Backend / Observability / Opentelemetry Collector

Opentelemetry Collector

6 min read

Rapid overview

OpenTelemetry Collector

What is the OpenTelemetry Collector?

The OpenTelemetry Collector is a vendor-agnostic proxy that receives, processes, and exports telemetry data (metrics, traces, logs). It acts as a central hub for your observability pipeline.

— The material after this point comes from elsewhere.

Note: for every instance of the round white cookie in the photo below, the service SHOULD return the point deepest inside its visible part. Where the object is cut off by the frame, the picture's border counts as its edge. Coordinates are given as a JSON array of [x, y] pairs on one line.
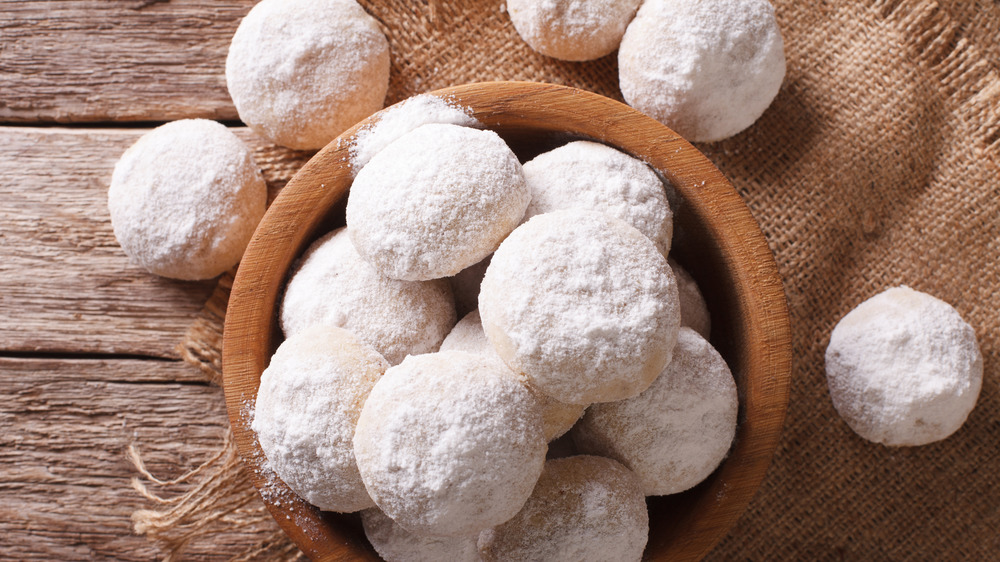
[[468, 335], [301, 72], [677, 431], [575, 30], [307, 406], [583, 305], [333, 286], [707, 70], [449, 444], [590, 175], [903, 368], [435, 201], [395, 544], [583, 508], [185, 199]]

┌─────────────┐     ┌─────────────────────────────────────┐     ┌─────────────┐
│   App 1     │────▶│                                     │────▶│  Jaeger     │
│ (OTel SDK)  │     │                                     │     └─────────────┘
└─────────────┘     │                                     │
                    │      OpenTelemetry Collector        │     ┌─────────────┐
┌─────────────┐     │                                     │────▶│  Prometheus │
│   App 2     │────▶│  Receivers │ Processors │ Exporters │     └─────────────┘
│ (OTel SDK)  │     │                                     │
└─────────────┘     │                                     │     ┌─────────────┐
                    │                                     │────▶│  Grafana    │
┌─────────────┐     │                                     │     │  Cloud      │
│   App 3     │────▶│                                     │     └─────────────┘
│ (OTel SDK)  │     └─────────────────────────────────────┘
└─────────────┘

Why Use the Collector?

Benefit	Description
Vendor Agnostic	Export to multiple backends simultaneously
Decoupling	Apps don't need to know about backend changes
Processing	Filter, transform, batch, retry at the collector level
Resource Efficiency	Reduce network overhead with batching
Reliability	Built-in retries and buffering

Collector Architecture

Pipeline Components

# otel-collector-config.yaml
receivers:    # How data gets IN
processors:   # What happens to the data
exporters:    # Where data goes OUT
service:      # Ties it all together

Key Components

Receivers: Accept data from external sources

otlp - OpenTelemetry Protocol (gRPC/HTTP)
jaeger - Jaeger format
zipkin - Zipkin format
prometheus - Scrape Prometheus metrics
hostmetrics - System metrics (CPU, memory, disk)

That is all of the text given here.